Avec une langue qu’il a pour habitude d’empoigner, Arthur Bernard l’admirateur de Beckett, des deux révolutionnaires Ernest (Cent Pages, 2013) Cœurderoy et Che Gevara, rappelerait presque Maurice Blanchard concevant en 1934 un fameux poète russe : « Dans l’immense vagin de la Mer noire, je vis Essenine chevaucher son Pégase en caoutchouc, au milieu des rivages fleuris et des bâillements nacrés des coquillages, parmi l’odeur des Parfums aphrodisiaques. » (Malebolge), mais il n’y a pour AFB que fort peu de gloire, un destin tout au plus, et l’humidité des îles, et la poussière synonyme d’oubli. « Alors que dans les habitations où je le fais servir, la rouille, la moisissure, le pourri attaquent les corps aussi bien que les esprits, les servis comme les serviteurs en prenant le temps, c’est la petite vitesse de la défaite et de la défaisance. » Et si, en se déposant sur les couvertures des livres, la poussière tente de former une couche protectrice, elle reste fragile, à l’évidence, mais il est « interdit d’interdire dans l’art-roman » d’Arthur Bernard. Il ne se rend jamais et fait dès lors fleurir les souvenirs de lecture qui hantent les vivants, ces futurs défunts...

En célébrant par exemple un steamer bien connu des colons dont H. J.-M. Levet a tracé la silhouette dans ses Cartes postales : « L’Armand-Bréhic (des Messageries Maritimes) / File quatorze nœuds sur l'Océan Indien… / Le soleil se couche en des confitures de crimes / Dans cette mer plate comme avec la main. » AFB connaissait naturellement son allure.
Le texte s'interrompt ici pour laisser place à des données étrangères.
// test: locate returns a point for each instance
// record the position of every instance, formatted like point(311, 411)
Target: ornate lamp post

Bientôt, le bateau disparaît car c’est la « FIN. Je l’écris, c’est donc clos. Après l’incipit, l’explicit. Je me souviens d’un temps lointain où, au centre du dernier feuillet des romans que je lisais était imprimé, en capitales, ce mot fatidique. Brutal et tranchant, hachoir ou couperet. Comme s’il fallait prévenir le lecteur, avertir l’innocent que ça suffisait, qu’on arrêtait, qu’on tirait le rideau : on n’irait pas plus loin, ce coup-ci. […] l’incipit est, on s’en souvient, Ça a débuté comme ça. Bien joué, Ferdine ! pour la boucle et le bouclage, le nœud de chaînette qui fait tenir ensemble les uns à la suite des autres, du premier au dernier cahier. […] on avait le droit de lire encore, tout était une suite, comme de violoncelle seul, et cela, dès qu’après l’explicit de ce qui devenait le précédent, j’ouvrais la première page, attaquant l’incipit de ce qui serait le suivant ».

La poussière retourne à la poussière, c’est noté, et maintes fois, mais les livres et leurs fictions ne cessent jamais d’altérer la rectitude des destins trop tôt tracés, trop fatidiques, trop écrasants. Relisons l’Odyssée, nous disent Arthur B. et Arthur B. dans leur commune allégorie de la littérature. C’est là, nous assurent-ils, que nous trouverons sans cesse les mots qui forment chaîne, pont, qui nous portent. Sans fin.